Other, even more compact, solutions like Philips Lumify and the Clarius ultrasound systems are compatible with iPhone and Android devices. The transducer plugs into the device and can begin scanning patients.

A newcomer to the smartphone-based ultrasound market, the Butterfly iQ ultrasound-on-a-chip imaging system, boasts a $2,000 sticker price and has recently caught the attention of Tsung.

Butterfly iQ is supported on iOS and received FDA clearance in October. It combines an impressive 10,000 sensors – roughly 40 times more than conventional systems with six-figure price tags.

Like Lumify, the Butterfly iQ can be used to diagnose pediatric pneumonia. As these technologies are adopted in regions where medical imaging is most needed, pneumonia will hopefully become less of a global threat.
Part of that challenge is making sure that the people using the devices are capable of performing the exams.

Butterfly Network, the Connecticut-based developer of the ultrasound, also created artificial intelligence (AI) applications for image acquisition and interpretation purposes. Like Vscan and other handheld ultrasound systems, the goal is to simplify the acquisition process.
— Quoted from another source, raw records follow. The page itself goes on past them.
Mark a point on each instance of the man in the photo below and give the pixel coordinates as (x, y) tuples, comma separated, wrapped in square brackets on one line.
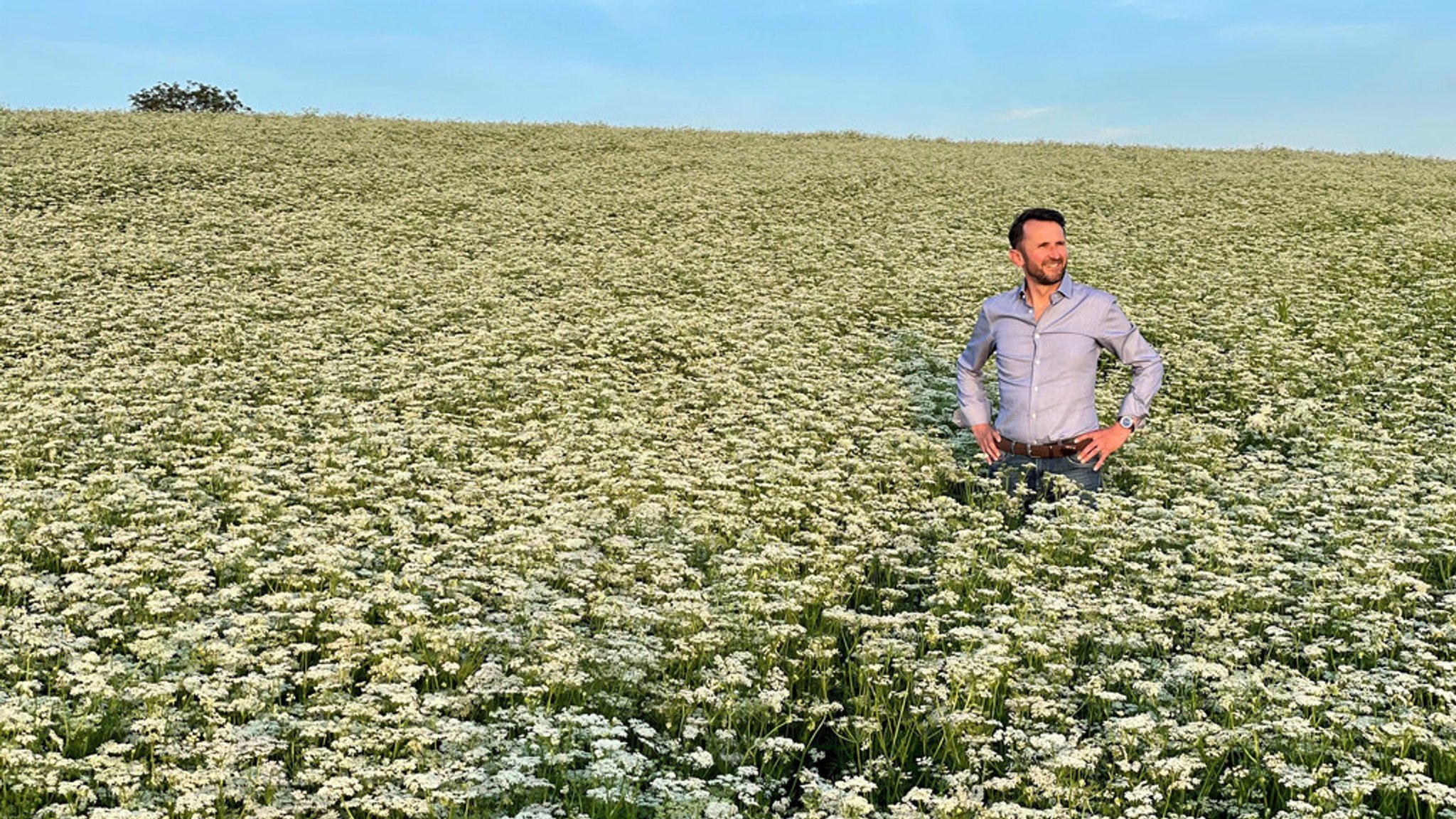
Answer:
[(1047, 334)]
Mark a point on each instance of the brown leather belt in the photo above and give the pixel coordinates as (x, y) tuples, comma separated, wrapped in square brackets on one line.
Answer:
[(1059, 449)]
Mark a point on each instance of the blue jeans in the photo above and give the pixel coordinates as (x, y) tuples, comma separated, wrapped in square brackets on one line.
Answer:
[(1017, 470)]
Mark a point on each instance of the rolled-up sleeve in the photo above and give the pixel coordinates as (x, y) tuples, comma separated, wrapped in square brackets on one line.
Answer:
[(1121, 338), (975, 405)]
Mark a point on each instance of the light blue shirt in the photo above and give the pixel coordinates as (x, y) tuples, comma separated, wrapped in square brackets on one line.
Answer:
[(1047, 369)]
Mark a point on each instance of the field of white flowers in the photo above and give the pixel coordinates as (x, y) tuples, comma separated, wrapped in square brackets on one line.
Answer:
[(369, 469)]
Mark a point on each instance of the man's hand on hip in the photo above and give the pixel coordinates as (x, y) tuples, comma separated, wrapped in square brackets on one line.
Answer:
[(987, 437), (1101, 444)]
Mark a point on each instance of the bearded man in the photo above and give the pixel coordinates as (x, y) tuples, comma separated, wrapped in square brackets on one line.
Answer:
[(1047, 334)]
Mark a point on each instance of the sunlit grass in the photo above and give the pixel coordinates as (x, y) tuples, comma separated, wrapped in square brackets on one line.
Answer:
[(373, 469)]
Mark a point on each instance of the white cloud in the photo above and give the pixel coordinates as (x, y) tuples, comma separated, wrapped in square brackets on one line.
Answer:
[(1311, 34), (1024, 112)]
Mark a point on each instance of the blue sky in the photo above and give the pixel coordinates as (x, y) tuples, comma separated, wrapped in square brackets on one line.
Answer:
[(1331, 75)]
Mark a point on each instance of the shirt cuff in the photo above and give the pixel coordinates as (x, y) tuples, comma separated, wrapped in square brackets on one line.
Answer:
[(972, 416)]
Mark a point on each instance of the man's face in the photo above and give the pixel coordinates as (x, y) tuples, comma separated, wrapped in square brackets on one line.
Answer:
[(1042, 252)]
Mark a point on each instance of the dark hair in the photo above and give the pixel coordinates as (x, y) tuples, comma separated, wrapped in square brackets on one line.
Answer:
[(1034, 215)]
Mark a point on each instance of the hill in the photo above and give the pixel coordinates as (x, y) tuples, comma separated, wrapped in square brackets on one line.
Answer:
[(473, 470)]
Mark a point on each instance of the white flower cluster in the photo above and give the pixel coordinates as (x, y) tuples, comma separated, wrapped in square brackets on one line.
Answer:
[(398, 470)]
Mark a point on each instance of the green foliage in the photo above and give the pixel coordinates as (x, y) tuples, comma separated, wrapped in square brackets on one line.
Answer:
[(372, 469), (194, 97)]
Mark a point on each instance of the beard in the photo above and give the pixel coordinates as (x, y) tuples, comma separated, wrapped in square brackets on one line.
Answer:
[(1046, 276)]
Butterfly iQ connects to a HIPAA-compliant cloud to store images, enable collaboration among clinicians and transmit images to the hospital’s electronic medical record. Butterfly Cloud also provides insight into the hospital’s ultrasound utilization and return-on-investment trends.
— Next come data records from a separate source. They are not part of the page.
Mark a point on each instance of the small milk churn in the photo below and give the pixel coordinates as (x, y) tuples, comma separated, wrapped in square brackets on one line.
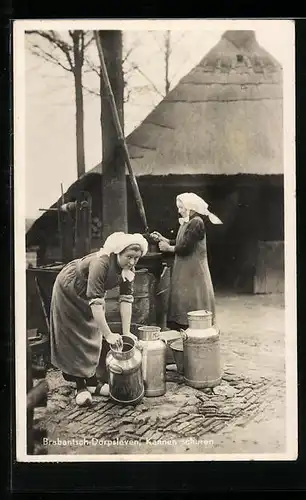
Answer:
[(125, 372), (153, 360), (201, 351)]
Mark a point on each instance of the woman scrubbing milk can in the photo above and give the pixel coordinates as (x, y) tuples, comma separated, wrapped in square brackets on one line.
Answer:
[(191, 285), (77, 317)]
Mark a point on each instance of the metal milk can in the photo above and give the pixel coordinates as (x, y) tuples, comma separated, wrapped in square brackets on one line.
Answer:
[(153, 360), (202, 367), (125, 372)]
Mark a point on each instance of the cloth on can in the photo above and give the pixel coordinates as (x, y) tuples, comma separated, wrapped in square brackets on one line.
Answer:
[(191, 284), (75, 340)]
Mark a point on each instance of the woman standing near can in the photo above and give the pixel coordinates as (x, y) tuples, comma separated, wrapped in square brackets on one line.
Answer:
[(191, 285), (78, 324)]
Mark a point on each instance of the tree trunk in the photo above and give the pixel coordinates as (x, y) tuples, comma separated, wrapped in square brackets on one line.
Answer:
[(114, 198), (77, 73), (167, 61)]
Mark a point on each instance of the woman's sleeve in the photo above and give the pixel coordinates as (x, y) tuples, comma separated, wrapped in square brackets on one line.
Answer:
[(126, 291), (97, 274), (194, 232)]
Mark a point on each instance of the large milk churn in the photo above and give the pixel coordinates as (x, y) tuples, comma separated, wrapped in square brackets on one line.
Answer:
[(125, 372), (202, 367), (153, 360)]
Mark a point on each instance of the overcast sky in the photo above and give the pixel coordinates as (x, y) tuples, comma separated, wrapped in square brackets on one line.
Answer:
[(50, 111)]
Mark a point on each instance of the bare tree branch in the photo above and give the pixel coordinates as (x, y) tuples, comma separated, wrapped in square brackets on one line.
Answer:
[(48, 57), (89, 41), (91, 91), (54, 39)]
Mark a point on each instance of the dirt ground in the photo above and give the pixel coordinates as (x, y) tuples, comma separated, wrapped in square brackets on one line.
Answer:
[(252, 350)]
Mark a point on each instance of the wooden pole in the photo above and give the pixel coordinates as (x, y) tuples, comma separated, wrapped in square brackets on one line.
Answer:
[(119, 131)]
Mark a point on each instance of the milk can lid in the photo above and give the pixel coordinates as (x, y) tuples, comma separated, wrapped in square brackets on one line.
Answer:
[(201, 313)]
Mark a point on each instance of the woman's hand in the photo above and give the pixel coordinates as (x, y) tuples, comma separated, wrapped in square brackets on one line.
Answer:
[(132, 336), (158, 237), (164, 246), (115, 340)]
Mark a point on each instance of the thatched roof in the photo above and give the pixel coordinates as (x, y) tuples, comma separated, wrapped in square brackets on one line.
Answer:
[(224, 117)]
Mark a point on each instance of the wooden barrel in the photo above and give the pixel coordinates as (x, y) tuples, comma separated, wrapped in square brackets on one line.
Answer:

Taking the uncertainty out of chest X-ray with AI
Despite all the promise that ultrasound is showing in the area of pediatric pneumonia, chest X-ray is still by far the most common diagnostic tool being used. But human error can compromise an accurate diagnosis.

To improve chest X-ray interpretation, Stanford University researchers have developed an AI algorithm called CheXNet that they claim can diagnose pneumonia better than expert radiologists working alone.